In the recent Wall Street collapse, B of A took advantage of the crisis to bulk up its empire. Using $45 billion in bailout money from us taxpayers, the giant gobbled up two troubled financial powers, investment house Merrill Lynch and mortgage hustler Countrywide Financial. It is now choking on these mergers, as well as its own executive incompetence. Its credit rating has been downgraded, its stock price has plummeted, its CEO is desperately trying to raise cash (and save his job) by firing 36,000 employees, and it has infuriated its own customers by trying to impose a $5 monthly fee on debit card users.
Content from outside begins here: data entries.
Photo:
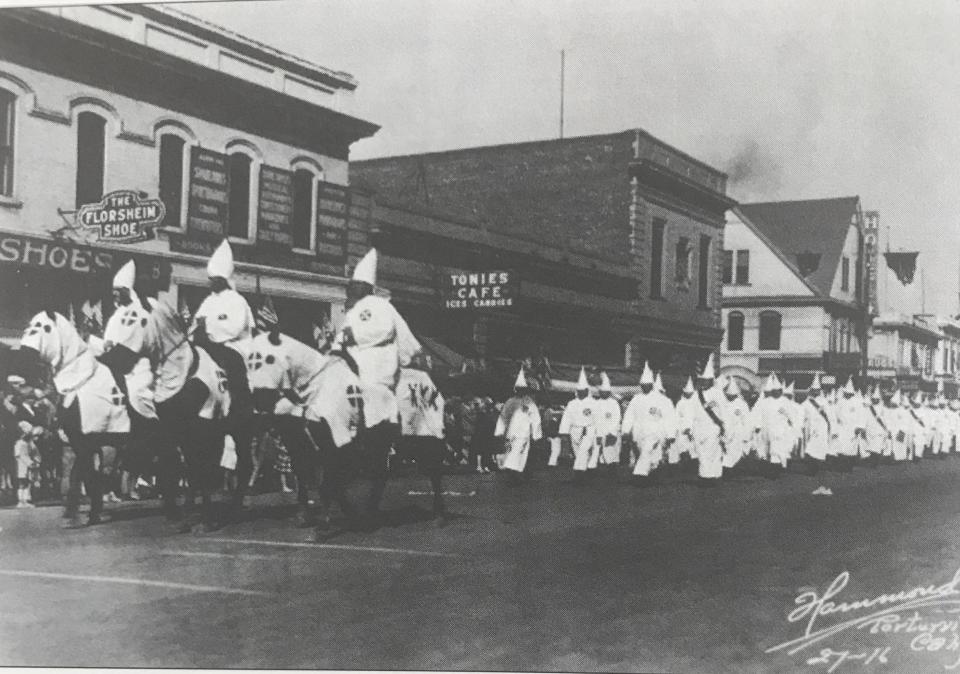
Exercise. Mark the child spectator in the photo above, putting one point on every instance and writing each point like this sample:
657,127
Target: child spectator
28,459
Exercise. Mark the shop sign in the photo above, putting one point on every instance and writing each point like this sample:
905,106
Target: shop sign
122,217
62,256
479,290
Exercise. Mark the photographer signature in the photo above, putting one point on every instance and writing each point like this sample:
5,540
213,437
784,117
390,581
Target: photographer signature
908,613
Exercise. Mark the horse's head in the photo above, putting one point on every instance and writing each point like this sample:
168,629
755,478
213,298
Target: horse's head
166,328
53,338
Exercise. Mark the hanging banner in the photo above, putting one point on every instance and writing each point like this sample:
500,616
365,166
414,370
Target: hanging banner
208,208
276,206
904,265
123,216
479,290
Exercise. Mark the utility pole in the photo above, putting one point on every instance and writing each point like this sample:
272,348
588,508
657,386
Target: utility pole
563,58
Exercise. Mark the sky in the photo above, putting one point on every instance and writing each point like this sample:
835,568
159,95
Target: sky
794,100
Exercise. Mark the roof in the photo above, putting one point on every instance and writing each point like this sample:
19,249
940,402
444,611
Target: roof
809,226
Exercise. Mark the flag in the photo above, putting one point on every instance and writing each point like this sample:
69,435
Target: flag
904,265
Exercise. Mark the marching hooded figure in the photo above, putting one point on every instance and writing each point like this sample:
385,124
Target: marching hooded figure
223,325
773,422
689,414
819,423
578,423
519,425
734,414
709,430
851,423
607,411
650,421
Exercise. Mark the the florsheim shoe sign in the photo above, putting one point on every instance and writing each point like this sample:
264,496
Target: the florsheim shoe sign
122,217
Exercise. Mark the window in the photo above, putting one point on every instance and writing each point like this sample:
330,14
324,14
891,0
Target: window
8,106
303,200
727,267
682,262
171,178
239,206
770,331
91,153
656,259
735,331
703,281
743,267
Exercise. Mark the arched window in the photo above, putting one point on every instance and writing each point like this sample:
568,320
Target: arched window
735,331
304,201
240,168
173,158
8,107
91,156
770,331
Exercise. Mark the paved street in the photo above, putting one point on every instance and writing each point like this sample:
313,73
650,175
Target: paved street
542,577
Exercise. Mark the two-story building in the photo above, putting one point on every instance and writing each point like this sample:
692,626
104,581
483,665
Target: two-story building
903,351
614,241
234,138
793,299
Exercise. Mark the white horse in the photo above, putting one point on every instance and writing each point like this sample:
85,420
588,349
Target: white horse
93,410
317,400
193,404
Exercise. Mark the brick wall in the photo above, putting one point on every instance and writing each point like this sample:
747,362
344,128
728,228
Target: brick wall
573,193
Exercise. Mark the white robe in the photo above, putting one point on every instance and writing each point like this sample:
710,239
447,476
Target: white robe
850,420
608,418
650,420
688,411
382,345
421,405
578,421
709,436
735,415
128,327
819,424
519,424
774,424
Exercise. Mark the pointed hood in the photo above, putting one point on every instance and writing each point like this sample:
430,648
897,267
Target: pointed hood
708,369
125,276
605,383
647,376
366,270
815,385
266,317
221,262
773,383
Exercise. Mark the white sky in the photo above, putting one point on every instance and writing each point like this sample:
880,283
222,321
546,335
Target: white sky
796,100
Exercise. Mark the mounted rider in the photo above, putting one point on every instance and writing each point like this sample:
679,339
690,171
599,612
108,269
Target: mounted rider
378,339
223,326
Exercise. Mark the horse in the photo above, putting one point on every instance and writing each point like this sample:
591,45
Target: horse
320,402
193,405
93,410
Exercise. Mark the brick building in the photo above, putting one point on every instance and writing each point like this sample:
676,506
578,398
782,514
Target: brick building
615,240
234,138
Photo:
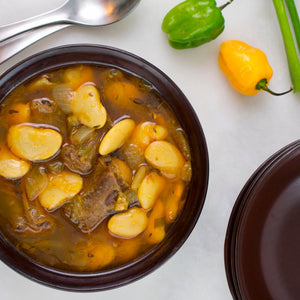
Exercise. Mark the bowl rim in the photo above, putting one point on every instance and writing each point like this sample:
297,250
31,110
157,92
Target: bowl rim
63,56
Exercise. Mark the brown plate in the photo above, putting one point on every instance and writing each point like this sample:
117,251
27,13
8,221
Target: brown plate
261,231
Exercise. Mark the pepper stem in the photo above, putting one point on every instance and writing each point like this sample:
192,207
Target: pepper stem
262,85
224,5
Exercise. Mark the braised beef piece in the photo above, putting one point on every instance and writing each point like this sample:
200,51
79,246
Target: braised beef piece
98,198
81,157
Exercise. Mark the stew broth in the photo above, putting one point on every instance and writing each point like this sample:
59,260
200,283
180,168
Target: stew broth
108,186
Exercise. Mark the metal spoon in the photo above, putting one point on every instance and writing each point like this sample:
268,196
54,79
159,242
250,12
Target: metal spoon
14,45
81,12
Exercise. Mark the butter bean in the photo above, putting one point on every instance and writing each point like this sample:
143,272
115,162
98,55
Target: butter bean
150,188
128,224
33,143
147,132
165,157
88,108
61,187
11,166
116,136
18,113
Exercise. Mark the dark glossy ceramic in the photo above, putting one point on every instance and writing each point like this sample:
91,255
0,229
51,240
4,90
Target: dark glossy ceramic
179,232
261,256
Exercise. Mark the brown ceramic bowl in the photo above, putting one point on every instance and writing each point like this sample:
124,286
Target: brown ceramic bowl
179,232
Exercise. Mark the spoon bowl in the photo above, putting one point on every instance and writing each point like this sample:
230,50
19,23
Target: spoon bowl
80,12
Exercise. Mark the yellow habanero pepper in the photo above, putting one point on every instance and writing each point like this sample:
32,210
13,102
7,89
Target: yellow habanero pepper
246,67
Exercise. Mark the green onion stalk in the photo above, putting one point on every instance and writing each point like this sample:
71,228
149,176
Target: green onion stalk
290,44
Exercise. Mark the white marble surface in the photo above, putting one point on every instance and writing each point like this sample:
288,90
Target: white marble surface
241,133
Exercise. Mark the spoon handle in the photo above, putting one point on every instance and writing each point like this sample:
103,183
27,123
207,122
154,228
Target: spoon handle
11,30
13,46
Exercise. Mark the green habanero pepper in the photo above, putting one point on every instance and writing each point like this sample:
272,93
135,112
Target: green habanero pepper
193,23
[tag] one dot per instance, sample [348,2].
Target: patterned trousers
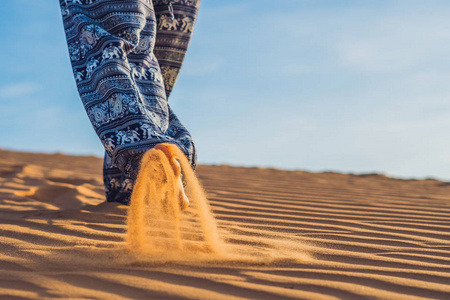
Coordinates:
[126,56]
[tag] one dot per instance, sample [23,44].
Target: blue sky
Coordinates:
[351,86]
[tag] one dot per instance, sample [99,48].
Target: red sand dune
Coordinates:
[283,234]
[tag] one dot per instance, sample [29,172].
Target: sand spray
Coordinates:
[156,223]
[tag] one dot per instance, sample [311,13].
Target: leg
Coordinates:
[120,83]
[173,36]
Now, though, CEO Brian Moynihan has a dandy plan to lighten his load by dumping a big chunk of it on us taxpayers. He’s trying to transfer a mess of bad investments now held by the Merrill Lynch subsidiary into B of A’s consumer banking unit. Why? Because that unit has about a trillion dollars in customer deposits that are insured by Uncle Sam. So, if Merrill’s sorry investments cause the banking unit to fail, the feds would be there to rescue it.
A banking expert has commented that, “There is always an enormous temptation to dump the losers on the insured institution. We should have fairly tight restrictions on that.”
“Fairly tight?” Uh-uh! We should have totally tight restrictions – as in, “No, you can’t do that.” Why should we let these failed capitalists turn into corporate socialists every time they get in trouble?
“We’re working to help keep the Texas economy moving forward.” B of A ad, Austin American Statesman, October 2, 2011.